Let $R$ be a local ring with field of fractions $K$, maximal ideal $\mathfrak{m}$ and residue field $\kappa = R/\mathfrak{m}$. Let $R^\mathrm{sh}$ be a strict henselization of $R$, and let $L$ be the field of fractions of $R^\mathrm{sh}$.
- Is $L$ a maximal unramified extension of $K$ with respect to $\mathfrak{m}$? By this I mean the union (inside a separable closure of $K$) of all extensions that are unramified at $\mathfrak{m}$.
- Is $R^\mathrm{sh}$ the integral closure of $R$ in $L$?
Best Answer
(Assuming $R$ is not complete)
For 2, the answer is no, as suggested in a now-deleted comment of LSpice.
For $k$ of characteristic not $2$, with $R$ the localization of $k[t]$ at $0$, the element $\frac{1}{ \sqrt{1+t}+1 }$ is in the strict henselization but not integral. This is the root of the polynomial $$(1-x)^2 - x^2(1+t) = 1 - 2x - t x^2,$$ which reduces mod $t$ to a polynomial with distinct roots and thus has a root in the henselization but which is clearly not divisible by any monic polynomial.

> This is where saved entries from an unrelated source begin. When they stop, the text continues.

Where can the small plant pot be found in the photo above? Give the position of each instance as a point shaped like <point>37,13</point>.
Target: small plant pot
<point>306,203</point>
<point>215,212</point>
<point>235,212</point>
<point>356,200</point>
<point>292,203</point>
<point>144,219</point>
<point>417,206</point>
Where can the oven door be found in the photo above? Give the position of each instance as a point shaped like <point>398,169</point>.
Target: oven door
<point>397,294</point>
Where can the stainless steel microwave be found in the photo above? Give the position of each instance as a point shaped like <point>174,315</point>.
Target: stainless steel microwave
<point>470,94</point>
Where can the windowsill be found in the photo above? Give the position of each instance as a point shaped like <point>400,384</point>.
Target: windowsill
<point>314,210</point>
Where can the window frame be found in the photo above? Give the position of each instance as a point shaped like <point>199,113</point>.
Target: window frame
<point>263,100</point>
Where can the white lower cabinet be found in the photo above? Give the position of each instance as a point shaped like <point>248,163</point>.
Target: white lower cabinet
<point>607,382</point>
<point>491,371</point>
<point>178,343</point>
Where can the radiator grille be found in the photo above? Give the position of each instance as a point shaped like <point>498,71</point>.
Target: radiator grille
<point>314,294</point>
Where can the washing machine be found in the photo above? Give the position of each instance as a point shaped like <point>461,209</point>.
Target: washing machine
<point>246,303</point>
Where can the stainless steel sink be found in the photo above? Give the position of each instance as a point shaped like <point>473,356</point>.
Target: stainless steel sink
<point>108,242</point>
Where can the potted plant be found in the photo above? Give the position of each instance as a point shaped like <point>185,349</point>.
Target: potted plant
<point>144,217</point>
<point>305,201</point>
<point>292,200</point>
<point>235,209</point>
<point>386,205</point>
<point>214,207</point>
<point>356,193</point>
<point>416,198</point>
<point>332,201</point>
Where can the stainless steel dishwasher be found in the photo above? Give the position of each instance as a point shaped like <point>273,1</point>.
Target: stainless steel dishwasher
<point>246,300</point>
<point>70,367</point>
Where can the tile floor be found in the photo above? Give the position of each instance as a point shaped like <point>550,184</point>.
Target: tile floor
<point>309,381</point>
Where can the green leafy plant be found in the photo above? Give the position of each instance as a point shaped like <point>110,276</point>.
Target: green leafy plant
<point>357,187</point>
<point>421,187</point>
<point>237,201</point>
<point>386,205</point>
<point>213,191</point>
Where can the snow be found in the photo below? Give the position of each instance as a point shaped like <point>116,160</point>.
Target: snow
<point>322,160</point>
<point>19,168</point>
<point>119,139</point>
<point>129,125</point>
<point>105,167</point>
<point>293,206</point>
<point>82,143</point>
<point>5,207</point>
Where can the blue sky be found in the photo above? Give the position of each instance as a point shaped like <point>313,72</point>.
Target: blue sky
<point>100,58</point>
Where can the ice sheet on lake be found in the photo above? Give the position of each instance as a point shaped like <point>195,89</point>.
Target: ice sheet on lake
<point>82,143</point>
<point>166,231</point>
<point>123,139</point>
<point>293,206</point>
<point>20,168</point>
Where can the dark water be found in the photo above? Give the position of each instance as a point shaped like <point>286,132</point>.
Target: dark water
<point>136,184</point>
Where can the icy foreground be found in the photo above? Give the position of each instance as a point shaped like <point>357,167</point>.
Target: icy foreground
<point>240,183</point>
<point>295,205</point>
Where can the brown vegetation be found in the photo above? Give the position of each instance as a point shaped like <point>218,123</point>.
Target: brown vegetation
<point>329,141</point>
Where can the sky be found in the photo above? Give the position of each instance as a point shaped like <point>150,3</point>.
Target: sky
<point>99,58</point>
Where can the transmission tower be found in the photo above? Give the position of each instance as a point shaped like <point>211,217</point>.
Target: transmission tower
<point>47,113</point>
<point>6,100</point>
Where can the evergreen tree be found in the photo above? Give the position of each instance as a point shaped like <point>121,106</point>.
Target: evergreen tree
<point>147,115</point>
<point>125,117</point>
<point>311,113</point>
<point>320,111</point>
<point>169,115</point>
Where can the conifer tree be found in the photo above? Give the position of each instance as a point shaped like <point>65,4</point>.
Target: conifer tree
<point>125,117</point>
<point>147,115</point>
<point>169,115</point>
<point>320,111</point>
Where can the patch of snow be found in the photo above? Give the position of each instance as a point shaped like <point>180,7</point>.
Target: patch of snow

For 1, I think the answer depends on what you mean by "that are unramified at $\mathfrak m$". Recall that an extension of fields may have multiple places lying over $\mathfrak m$, with some ramified and others unramified. You have to choose a lift of $\mathfrak m$ to every extension contained in the separable closure in a consistent way, i.e. choose an extension of the $\mathfrak m$-adic valuation to the separable closure, and then consider the union of the unramified extensions.
The point being that every étale extension of (one-dimensional) local rings comes with a choice of a lift of a valuation (i.e. the one associated to the maximal ideal of the extended ring) and is unramified for this choice, and conversely if you have a field extension with an unramified choice of lift that gives an étale ring extension.
On the other hand, if $R$ is complete (i.e. already non-strictly henselian) then every unramified extension is associated to a separable extension of the residue field and thus has a unique lift of the maximal ideal and is integral, so the answer to both questions is yes.